Translation in the fields of finance, engineering/manufacturing, medicine, pharmaceuticals, patents, and legal, for example, are natural targets for AI, and they are already being done to a considerable extent by AI. And a considerable amount of the JA-EN discovery document translation demand for litigation in the US, which is arguably a subset of legal translation, has been handled in recent years by translation brokers in China and is now in the process of migrating to AI systems in various venues. Seldom does translation in these various commercially important fields have any cultural aspects that deserve special attention. What should a translator of these buzz-challenged subjects do?

I think it’s time for professional translators to recognize and exploit their true advantages, the things that AI cannot provide.

One of the strengths of a professional translator is the ability to care. AI doesn’t care and cannot care. It cannot care to ask pointed questions about a source text. It cannot care about the purpose or the presumed readers of a document, and it cannot care about context, either within a document or within a stream of documents of which the document currently being translated is a part. More seriously, it cannot care whether it is even capable of translating a particular text. It just spits out a translation, with the owner or user of the AI assuming that a cheap-enough post-editor will be able to make the translation good-enough to sell.

For many types of translation, the above level of AI indifference might not create serious problems, particularly when considered together with the deep reduction in cost and blinding speed brought by AI.

It remains, therefore, for the translator to identify and acquire clients that value the care that a professional translator can bring to the translation process, and value translators willing to walk the extra mile and, for example, get on the phone and discuss issues that have arisen. The universe of that type of client will not include the existing large agencies that have supported and continue to support the great majority of translators. What that means for translators and what translators should do to survive is clear.

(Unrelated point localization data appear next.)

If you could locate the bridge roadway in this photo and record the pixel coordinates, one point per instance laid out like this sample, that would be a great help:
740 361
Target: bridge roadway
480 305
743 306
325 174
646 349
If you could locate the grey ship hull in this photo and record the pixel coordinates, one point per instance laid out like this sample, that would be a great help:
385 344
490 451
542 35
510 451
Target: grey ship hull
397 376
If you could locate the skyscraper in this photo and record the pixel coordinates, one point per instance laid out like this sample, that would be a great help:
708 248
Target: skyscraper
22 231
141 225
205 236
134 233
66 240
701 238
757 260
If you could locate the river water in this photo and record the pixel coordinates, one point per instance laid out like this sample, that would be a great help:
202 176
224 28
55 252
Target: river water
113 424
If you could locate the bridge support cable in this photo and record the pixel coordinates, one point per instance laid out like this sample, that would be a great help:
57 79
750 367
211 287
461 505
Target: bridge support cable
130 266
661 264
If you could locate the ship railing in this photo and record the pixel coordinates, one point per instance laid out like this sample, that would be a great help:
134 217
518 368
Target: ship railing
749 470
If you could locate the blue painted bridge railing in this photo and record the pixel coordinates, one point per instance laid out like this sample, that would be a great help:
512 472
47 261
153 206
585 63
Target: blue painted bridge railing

Another strength of a professional translator is end-to-end accountability. Whereas the provenance of a translation produced by AI can be laundered by a translation seller claiming that an expert “linguist” takes responsibility for the accuracy and overall quality of a translation because they post-edited it, professional translators know that such claims are often at serious odds with the actual quality of what results from post-editing at extremely low rates. If professional translators understand this reality, they need to convey it to clients who will care about it. Again, this leads translators away from the agencies that traditionally have provided most translators their livelihoods. Those agencies, like the AI they are relying more on these days, cannot be bothered to care about accountability, as long as the brokers can fashion a believable story about how a translation was produced.

There you have it. Well, not exactly, because it is up to each individual translator not wanting to exit translation to identify and acquire specific clients and people to speak with at those clients who will care that professional translators care and that they take end-to-end responsibility for the translations they produce, something that most agency users of AI cannot and will not do, because to do so is inconsistent with the profitability of their business model and the demands of their client demographic.